Just as the title says, anybody ever tried neutral grip chest press on a machine? When i say neutral grip i meant palms facing each other, instead of the usual facing towards your legs. My gym's machine had 2 grips and i tried the neutral one and it seems to activate less shoulders on these.
Just my thoughts. Any other people here tried these?
I use a neutral grip when I do low decline dumbell pressing. I find (Cordova discussed this a while ago at a seminar), that it gives me a much better contraction, and is just more 'natural' feeling. Jim actually pointed out that the only reason we usually keep our hands pronated when pressing is because that's how you would grasp a barbell, not for any other reason.
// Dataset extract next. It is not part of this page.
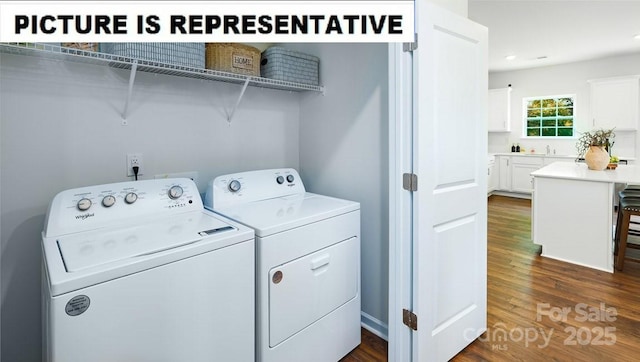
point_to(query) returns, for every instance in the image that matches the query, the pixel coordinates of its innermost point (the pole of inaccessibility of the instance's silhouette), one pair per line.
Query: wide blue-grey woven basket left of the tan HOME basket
(187, 54)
I was always under the impression that the neutral grip presses activated triceps more during the movement. When you do declines with neutral grip, it seems like that is sort of like doing a dip, but on your back.
Do you feel more triceps that way?
I throw in DB floor presses which I do neutral grip for no other reason than it's more comfortable.
I actually don't feel my triceps taking the majority of the weight, in fact, I find that I get a hell of a lot more chest 'focus' out of the movement (most likely due to the low decline angle).
I've never been able to do dips for my chest, and as such always felt that I was missing out on a lot of the great pec development that you see in old school (50's and 60's) bodybuilders who relied very heavily on this movement. This sort of solved the problem for me.
Whenever I do bench flys I always bring my pinkies together at the top to get a good contraction, feels like it anyway. Could this work for DB presses as well for the reasons you mentioned? Normal grip to start, halfway up start to twist, then at the top twist till my pinkies are together so to speak.
I can't provide a reason, but I can provide an authority.
Nick Evans, who is supposed to be 'an expert in musculoskeletal anatomy' says that a pronated grip will provide a better pectoral stretch, whereas a neutral grip will afford a better contraction at the lockout position: Evans (2007) Bodybuilding Anatomy.
However, the assertion is not supported by any research or reasoning.